O problema é que o homem que foi visto vivo pela última vez dia 30/11/2001 foi declarado morto, mais morto, mais morto, incontáveis vezes. Um líder Talibã disse que aconteceu em meados de dezembro de 2001, perto de Tora Bora (disse que assistiu ao funeral); Osama não resistiu a um grave problema pulmonar.

No final de 2002, todos, do então presidente do Paquistão Pervez Musharraf ao presidente do Afeganistão Hamid Karzai, a inteligência de Israel e Dale Watson do FBI tinham certeza disso. E a Arábia Saudita demorou anos para, afinal, aparecer com a data ‘certa’: 23/8/2006. Ao longo dos anos 2000 confirmou-se que todos os vídeos em que Osama apareceu eram falsificações grosseiras.
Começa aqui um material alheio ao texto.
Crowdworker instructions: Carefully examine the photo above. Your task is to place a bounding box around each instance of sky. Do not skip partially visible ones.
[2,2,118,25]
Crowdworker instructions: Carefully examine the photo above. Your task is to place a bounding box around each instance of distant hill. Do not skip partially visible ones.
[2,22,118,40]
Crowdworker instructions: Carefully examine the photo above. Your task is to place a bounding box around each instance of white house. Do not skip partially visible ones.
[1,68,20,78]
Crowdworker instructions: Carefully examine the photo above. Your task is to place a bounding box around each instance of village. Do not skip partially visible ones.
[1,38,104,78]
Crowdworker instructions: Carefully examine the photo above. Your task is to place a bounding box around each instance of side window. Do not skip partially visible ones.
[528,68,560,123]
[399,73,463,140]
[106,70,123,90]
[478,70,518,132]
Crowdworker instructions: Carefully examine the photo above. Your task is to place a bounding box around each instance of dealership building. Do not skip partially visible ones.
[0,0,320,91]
Além do fato de que o principal conselheiro para contraterrorismo de Obama, John Brennan, ainda insiste que o Paquistão não estava no circuito do “assassinato seletivo”; além do fato de que Obama engoliu o que lhe disseram o serviço secreto e os militares paquistaneses; além do fato de que “fazer justiça” significa capturar, processar e julgar em tribunal e por juiz, e que “assassinato seletivo” é o mesmo que “assassinato premeditado” e é crime; além do fato muito suspeito de Washington não ter querido lucrar com a exibição do cadáver de Osama ao estilo da exibição do cadáver de Che Guevara (de fato, Osama é hoje, afinal, um mito, uma espécie de Xeique Guevara); além do fato de que a al-Qaeda já havia sido estrategicamente derrotada pela Grande Revolta Árabe de 2011, e, portanto, Osama, vivo ou morto, já era politicamente irrelevante – sobram ainda várias questões sem explicação.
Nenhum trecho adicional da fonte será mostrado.